Consider a set of areas. For each area you have a table of recorded crimes, in particular you have a time-stamp for when the crime was comitted. If you job is to find evidence of that there is serial criminality, in the sense that some crimes seems to be too close in time to be unrelated. The problem is that even chance would, occasionally, produce concentration of events in time. So what kind of strategy would be reasonable to find the evidence of serial criminality?

First one could note that there are different targets to aim for with the analysis. One target could be to make individual classifications of all crimes in two classes:

The problem of false positives is a major one here.

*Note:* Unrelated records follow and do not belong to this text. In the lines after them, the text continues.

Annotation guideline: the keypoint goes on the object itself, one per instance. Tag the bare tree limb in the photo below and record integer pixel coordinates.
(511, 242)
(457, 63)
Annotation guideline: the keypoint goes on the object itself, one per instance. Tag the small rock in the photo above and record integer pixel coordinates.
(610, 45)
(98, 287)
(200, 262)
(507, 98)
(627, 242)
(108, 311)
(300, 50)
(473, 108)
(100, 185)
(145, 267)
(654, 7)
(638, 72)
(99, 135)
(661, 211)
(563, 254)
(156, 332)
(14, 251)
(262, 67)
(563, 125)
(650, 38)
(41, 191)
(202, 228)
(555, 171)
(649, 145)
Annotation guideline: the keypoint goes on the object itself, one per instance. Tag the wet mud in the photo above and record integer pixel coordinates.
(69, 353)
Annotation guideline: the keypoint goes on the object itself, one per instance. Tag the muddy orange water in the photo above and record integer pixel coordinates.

Another target could be to estimate the proportion of events in each of these two categories.

Counter to my intuition, it seem the latter is possible without doing the former, and I will try to explain the method I have developed for this analysis.

1. For each area record the total number of crimes in this area during the period. 2. Simulate a temporal distribution of crimes over days for that number of crimes and a period that long. 3. Create a data-set with all the temporal-distances from the simulation (not only the distance between two events are of importance, also the set of distances between three, four, five, ... events are of interest). 4. If n = number of events, for 1..(n-1) find the shortest temporal distance that is within the limits within which 95 per cent of the observations lay. 5. Use these threshold to classify the individual events in the area as either linked to a prior event or not (the first event in a serie is not linked, since it was independent when it took place, later events does not change that).

Now, we have done what I said would not be necessary, but this is only a temporary move and we should trust use these intermediate classifications per se.

6. Calculate the proportion linked and not linked events. 7. Substract the expected 5 per cent from this proportion. 8. The remaining proportion is what we are looking for: the proportion unexplained non-randomness.

If we want individual classification, what can be done to solve the problem of false positives?

For each time-serie (distance between two or more points), record its p-value. (if all areas had had the same number of crimes this would not be necessary, but when the do not, the raw temporal-distances in them are not comparable with raw temporal-distances in other areas).

Plot the cumulative frequency of the sorted observed p-values and the sorted simulated p-values (normalised, to control for the number of areas, since the simulations will have many more areas than the observed data set).

Distances (time-series) that have a significantly higher derivative value than the corresponding value at the simulated curve are linked.

Does the process over-estime the proportion by counting all distances that a single event are part of? No, the not-linked events are also counted more than once.